ARP reply vanishes from br0 to tap0 using OpenVPN in bridging mode
I have setup a linux box (on an esxi5) which acts as an OpenVPN server. the server is configured to use bridging for the clients, which essentially works, with one exception.
If the client pings some machine on the network which is not the server itself it does not work. I ruled out everything I know of (iptables, etc) and running tcpdump boiled it down to the following things:
- I see ARP requests on tap0 and br0
- I see the ARP replies on br0
- I do NOT see the ARP replies on tap0
Question: why does the br0 device not forward ARP replies to the tap0 device?
Without more info, we are guessing, but lets try:
First make sure that both eth0 and tap0 are in promiscuous mode. br0 should not be in promiscuous mode.
Next check it you have arptables and any iptables rules that might be interfering.
As you already get arp replies, your probably don't have this, but check it anyway.
finally check the rp_filter settings, but also check any extra sysctl parameters you may have set.

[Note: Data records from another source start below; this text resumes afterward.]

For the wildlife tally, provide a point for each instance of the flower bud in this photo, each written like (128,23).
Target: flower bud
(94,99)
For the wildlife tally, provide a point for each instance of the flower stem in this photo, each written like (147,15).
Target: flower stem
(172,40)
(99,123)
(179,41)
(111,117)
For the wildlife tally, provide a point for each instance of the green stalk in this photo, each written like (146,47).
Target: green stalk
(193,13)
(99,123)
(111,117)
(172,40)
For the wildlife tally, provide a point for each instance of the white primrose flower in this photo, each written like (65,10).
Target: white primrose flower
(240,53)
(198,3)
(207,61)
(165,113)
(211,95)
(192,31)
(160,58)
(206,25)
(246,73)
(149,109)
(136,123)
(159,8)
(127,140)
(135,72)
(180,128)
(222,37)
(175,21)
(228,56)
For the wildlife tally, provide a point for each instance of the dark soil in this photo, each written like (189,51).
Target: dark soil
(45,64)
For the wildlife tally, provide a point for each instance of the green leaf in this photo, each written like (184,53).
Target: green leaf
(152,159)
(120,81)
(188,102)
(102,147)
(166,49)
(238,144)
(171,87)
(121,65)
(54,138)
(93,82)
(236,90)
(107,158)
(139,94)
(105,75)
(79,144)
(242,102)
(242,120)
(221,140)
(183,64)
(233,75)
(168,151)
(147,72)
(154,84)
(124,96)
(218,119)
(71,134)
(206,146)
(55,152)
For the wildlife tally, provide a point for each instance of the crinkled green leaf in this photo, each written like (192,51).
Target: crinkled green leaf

If your ESXi host has redundant connections to the network, there are a variety of ARP issues that can appear due to the default setting of Net.ReversePathFwdCheckPromisc. pfSense users using CARP were among the earliest to debug this, described over at https://doc.pfsense.org/index.php/CARP_Configuration_Troubleshooting
In a similar environment, we have OpenVPN bridging set up on FreeBSD, but also the additional complication of vlans. On a host where Net.ReversePathFwdCheckPromisc has not been set to 1, and where multiple uplinks to the network exist, we see massive packet loss (95%+) on inbound traffic to the tap device. It works just fine when set to 1.